The Genderqueer Challenge is here.
9. What have you done or plan to do to socially transition? Pronouns, name, coming out, etc.
I have come out (either directly or by them finding out from my Tumblr) to nine people. I think six of those people use my name(s) and pronouns (although with varying success), and one of those people uses (or at least I hope they use) the pronouns that I asked them to use out of a fit of anxiety that no one would ever actually use my proper pronouns.
Actually, I wasn’t going to tell the story of how I came out to that particular person, but it’s so weird that I feel like it’s worth telling.
I was contacted by someone at my college who wanted to pass a motion in the JCR (‘the democratic collection of undergraduates at the college’ is the best way I can describe it) to make the language of the JCR constitution more accepting of people who aren’t men or women. Which is super cool. I was not out to this person at the time, but apparently when they asked our LGBT rep for advice on the motion, they sent this person my way. The only way I can think of that this happened is because I sometimes wear a jumper that says ‘No Binaries Allowed’ — again, this is super cool because half the reason I wear that jumper is to kinda show Nonbinary Pride, so it’s pretty cool that it might’ve led to this situation.
But I digress. I helped this person out, and they asked me if I knew anyone at college who was nonbinary since that might strengthen the case (which, in retrospect, is Not Cool because you shouldn’t out your nonbinary friends), and I said that I was the only person I could think of. Cue asking for pronouns whilst I’m in a giant anxiety mode and me going for ‘they’ instead of ‘ey’ because it’s more socially acceptable. But never mind.

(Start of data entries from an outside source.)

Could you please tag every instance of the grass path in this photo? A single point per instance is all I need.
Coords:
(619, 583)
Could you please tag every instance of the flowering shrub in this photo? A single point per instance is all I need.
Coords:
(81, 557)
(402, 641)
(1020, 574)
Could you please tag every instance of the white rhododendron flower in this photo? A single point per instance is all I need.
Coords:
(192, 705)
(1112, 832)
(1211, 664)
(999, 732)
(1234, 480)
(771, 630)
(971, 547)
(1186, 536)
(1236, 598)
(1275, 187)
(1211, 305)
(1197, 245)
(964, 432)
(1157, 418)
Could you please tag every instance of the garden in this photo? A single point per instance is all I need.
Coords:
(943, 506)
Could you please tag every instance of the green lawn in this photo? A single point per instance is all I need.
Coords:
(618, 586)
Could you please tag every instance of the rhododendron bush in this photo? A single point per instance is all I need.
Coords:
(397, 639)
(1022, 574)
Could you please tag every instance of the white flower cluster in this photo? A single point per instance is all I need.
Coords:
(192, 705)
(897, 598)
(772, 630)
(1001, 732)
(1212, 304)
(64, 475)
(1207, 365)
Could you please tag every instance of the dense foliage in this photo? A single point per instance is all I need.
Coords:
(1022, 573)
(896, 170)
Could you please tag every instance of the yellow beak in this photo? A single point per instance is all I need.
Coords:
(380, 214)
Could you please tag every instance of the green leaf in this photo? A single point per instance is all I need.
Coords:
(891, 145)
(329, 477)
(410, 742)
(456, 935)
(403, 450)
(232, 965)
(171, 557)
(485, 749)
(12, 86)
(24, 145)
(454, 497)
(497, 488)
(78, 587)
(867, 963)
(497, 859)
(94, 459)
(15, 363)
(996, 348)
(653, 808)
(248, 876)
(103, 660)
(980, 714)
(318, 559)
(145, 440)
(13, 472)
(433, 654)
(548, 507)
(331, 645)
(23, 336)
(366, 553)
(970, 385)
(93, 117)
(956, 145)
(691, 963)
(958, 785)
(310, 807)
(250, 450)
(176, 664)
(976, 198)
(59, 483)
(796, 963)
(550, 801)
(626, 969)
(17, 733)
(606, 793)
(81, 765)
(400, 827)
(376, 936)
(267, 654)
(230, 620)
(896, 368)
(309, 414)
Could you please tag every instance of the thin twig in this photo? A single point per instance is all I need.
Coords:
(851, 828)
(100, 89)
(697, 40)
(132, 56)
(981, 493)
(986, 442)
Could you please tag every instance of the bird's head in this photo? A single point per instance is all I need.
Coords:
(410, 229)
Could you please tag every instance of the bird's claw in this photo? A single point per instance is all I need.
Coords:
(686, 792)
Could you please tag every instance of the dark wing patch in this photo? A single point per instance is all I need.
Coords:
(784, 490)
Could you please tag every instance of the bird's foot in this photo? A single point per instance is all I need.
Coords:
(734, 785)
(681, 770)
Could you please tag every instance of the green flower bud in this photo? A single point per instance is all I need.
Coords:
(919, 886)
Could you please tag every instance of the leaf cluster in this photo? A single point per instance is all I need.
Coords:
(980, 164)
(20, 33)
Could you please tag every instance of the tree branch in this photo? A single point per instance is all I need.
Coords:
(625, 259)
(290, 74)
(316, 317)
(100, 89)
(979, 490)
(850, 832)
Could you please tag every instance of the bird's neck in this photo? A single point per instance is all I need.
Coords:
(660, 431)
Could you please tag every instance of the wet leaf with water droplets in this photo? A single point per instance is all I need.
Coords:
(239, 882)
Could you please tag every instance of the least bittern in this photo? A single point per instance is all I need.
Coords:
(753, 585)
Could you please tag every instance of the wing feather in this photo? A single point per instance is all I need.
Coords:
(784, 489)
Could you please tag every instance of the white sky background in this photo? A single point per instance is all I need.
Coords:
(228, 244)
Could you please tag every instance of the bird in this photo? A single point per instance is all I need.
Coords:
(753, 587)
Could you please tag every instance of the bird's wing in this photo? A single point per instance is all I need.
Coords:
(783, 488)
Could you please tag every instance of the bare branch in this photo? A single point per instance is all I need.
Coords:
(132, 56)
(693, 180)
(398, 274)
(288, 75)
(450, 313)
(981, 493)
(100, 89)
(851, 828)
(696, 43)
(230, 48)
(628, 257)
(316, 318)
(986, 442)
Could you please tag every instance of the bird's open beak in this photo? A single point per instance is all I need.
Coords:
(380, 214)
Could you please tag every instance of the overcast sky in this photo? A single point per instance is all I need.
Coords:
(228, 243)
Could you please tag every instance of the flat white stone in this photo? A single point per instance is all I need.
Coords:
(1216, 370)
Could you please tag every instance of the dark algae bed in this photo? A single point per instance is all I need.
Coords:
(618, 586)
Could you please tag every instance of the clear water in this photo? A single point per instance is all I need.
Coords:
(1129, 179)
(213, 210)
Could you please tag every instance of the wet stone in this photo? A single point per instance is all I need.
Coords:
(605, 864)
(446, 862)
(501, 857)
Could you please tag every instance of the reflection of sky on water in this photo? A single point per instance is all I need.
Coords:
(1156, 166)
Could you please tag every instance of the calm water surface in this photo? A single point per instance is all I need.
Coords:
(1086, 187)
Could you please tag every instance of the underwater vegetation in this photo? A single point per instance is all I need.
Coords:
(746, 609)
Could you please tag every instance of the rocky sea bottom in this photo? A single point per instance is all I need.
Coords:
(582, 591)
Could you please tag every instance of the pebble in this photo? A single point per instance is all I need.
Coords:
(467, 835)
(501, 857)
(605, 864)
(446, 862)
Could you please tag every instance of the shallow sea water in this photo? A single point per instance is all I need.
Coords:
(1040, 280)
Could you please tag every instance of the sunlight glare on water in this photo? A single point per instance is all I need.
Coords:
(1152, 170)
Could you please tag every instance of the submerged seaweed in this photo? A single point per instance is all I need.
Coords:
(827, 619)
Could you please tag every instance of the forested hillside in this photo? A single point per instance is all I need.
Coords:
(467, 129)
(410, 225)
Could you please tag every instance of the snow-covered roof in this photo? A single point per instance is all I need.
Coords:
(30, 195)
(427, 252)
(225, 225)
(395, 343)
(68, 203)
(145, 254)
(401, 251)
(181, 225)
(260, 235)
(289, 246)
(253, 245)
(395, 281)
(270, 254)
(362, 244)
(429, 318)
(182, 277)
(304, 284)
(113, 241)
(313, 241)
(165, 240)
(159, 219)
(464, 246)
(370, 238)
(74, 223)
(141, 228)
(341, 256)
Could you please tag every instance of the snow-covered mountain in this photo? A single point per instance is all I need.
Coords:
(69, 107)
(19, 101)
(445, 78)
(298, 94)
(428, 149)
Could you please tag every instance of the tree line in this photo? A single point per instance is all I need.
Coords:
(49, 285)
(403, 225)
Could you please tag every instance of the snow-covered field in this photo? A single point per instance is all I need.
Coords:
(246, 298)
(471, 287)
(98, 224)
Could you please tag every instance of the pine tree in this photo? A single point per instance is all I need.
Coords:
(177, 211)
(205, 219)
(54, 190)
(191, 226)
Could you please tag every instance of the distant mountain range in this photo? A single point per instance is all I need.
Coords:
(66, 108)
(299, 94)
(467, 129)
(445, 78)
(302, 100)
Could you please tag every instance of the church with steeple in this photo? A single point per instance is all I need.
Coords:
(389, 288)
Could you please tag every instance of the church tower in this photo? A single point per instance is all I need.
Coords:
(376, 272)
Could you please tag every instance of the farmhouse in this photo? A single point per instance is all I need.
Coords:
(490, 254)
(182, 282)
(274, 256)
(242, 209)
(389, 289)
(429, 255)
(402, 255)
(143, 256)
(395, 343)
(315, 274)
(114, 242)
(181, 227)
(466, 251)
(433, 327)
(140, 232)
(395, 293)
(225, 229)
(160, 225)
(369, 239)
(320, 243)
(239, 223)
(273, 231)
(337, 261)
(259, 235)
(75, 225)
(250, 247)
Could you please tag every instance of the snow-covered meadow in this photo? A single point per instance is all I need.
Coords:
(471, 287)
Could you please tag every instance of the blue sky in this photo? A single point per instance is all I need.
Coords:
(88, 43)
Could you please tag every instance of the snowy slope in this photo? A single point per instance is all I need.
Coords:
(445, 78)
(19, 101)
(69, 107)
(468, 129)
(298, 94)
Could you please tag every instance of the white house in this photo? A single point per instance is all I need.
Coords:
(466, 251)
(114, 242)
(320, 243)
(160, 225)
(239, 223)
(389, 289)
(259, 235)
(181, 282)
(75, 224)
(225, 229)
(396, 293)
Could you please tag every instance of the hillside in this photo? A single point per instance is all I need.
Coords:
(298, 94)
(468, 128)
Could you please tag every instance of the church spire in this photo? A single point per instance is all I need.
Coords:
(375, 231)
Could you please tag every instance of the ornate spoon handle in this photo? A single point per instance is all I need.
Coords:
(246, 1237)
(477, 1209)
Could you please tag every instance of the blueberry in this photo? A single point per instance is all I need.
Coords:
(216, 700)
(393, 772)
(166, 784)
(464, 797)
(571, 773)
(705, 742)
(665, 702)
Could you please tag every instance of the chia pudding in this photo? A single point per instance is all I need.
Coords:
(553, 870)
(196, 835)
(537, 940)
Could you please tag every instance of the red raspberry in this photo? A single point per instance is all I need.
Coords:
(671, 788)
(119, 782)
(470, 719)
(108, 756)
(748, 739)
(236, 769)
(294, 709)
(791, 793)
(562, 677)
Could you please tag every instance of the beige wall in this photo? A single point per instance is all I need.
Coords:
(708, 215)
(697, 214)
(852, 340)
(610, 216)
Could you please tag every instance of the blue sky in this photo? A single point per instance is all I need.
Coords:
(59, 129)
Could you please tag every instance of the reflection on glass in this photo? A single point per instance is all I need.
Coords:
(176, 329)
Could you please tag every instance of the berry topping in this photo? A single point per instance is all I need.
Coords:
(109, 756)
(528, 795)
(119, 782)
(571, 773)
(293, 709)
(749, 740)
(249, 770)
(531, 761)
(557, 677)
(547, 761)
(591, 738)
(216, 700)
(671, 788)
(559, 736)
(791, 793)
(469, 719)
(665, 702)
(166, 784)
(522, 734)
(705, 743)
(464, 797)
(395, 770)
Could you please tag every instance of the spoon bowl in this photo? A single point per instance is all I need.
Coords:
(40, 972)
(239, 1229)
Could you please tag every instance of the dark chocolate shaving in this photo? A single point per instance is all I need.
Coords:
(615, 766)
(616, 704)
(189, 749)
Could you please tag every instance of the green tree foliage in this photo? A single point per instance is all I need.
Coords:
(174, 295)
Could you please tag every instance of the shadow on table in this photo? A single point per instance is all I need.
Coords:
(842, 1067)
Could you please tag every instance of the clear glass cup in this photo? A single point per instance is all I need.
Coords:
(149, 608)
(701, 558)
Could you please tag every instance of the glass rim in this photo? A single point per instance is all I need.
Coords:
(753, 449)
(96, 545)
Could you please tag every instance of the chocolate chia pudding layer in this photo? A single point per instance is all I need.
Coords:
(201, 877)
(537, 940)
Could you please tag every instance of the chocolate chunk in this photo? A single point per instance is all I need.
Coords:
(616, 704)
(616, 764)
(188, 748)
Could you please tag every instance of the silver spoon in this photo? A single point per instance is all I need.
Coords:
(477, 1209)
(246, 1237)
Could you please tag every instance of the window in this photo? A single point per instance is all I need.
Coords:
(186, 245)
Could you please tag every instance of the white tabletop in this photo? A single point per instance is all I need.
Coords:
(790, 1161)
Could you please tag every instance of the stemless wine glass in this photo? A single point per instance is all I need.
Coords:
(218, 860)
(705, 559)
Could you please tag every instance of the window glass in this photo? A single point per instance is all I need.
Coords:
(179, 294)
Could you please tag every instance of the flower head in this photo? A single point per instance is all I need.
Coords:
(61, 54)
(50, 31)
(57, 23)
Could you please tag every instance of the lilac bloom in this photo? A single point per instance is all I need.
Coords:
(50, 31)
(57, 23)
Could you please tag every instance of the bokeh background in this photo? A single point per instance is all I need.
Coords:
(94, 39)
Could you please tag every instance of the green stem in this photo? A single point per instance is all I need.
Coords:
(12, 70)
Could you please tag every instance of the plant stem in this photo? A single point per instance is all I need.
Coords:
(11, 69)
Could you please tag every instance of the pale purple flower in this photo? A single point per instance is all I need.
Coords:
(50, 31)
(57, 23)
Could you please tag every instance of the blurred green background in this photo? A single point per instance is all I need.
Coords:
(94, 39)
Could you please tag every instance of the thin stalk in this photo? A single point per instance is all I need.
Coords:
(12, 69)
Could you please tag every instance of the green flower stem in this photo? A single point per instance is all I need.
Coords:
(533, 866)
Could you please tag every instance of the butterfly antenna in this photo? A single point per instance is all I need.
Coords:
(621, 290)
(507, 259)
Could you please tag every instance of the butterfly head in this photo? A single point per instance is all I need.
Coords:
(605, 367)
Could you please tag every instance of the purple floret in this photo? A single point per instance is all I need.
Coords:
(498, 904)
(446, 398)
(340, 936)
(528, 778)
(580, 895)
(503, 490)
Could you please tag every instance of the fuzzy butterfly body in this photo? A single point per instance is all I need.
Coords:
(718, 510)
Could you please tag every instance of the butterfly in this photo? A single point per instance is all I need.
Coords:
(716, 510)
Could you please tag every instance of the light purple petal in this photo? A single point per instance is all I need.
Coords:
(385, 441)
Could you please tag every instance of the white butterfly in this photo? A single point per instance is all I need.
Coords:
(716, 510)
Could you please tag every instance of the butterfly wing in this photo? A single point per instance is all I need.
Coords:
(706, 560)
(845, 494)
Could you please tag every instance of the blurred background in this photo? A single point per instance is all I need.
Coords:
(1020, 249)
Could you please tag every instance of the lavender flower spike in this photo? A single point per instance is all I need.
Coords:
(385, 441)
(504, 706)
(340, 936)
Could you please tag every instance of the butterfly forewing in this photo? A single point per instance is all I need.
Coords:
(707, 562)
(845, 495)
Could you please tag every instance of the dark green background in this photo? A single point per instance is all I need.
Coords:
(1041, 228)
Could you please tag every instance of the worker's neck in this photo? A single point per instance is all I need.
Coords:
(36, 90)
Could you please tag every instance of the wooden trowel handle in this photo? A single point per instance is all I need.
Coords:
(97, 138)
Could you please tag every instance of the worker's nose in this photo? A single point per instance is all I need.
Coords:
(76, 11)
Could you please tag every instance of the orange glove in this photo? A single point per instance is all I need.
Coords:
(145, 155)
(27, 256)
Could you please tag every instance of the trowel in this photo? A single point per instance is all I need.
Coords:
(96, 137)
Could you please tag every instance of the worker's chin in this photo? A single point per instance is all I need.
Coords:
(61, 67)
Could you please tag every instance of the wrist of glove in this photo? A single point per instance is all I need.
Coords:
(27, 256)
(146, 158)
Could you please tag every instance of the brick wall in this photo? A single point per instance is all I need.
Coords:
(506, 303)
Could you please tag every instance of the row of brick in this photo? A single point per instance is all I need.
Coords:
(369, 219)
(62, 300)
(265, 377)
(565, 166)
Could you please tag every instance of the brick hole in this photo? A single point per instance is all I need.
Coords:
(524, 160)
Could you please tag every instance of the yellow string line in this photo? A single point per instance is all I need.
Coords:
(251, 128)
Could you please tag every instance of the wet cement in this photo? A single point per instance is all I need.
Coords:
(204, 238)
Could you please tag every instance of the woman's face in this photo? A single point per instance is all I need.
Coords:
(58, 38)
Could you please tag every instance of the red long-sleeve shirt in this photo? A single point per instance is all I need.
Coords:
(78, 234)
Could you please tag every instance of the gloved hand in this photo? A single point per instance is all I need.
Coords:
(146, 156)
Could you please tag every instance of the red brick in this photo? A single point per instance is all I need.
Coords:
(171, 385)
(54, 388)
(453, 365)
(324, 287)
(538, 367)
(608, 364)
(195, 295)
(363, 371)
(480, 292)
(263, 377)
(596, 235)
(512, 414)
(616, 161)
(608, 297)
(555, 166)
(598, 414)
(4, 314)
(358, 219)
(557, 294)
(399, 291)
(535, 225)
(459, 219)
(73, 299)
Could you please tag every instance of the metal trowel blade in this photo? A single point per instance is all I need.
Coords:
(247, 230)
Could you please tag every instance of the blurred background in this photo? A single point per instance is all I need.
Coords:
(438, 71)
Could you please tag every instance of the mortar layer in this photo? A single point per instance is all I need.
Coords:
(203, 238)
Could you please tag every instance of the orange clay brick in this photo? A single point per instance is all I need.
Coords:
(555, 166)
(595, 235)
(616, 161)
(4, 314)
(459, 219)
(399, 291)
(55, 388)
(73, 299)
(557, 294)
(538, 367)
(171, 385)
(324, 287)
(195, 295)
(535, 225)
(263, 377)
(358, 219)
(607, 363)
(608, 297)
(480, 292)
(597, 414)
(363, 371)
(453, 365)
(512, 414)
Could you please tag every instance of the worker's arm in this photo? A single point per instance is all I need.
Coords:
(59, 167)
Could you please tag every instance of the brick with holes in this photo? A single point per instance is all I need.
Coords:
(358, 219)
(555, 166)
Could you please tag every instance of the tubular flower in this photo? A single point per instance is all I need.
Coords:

Anyway, hopefully by November this motion will have come up at a JCR meeting and been passed and I’m super stoked for that (and also mildly anxious that I’ll be outed but it’s okay because I was planning to come out more anyways).
And those brackets bring us on to what I plan to do, which currently is nothing. I was planning earlier in the year to do the cliche Facebook coming out post in late September or October, when I go back to uni (after giving my parents a quick rundown, if I could bear it). However, stuff has happened since then that isn’t really my thing to talk about but means that I don’t want to come out to my parents anymore. I thought about making a Facebook post where I specifically take family out of the people who can see it, but there’s so much room for error with that that I don’t think it’s worth it.
Other than that, I do want to try to be more open at uni (and have people at uni more consistently use my name and pronouns), but since I haven’t been able to tell even my really close lefty friends due to anxiety, I’m not sure how likely that is to happen.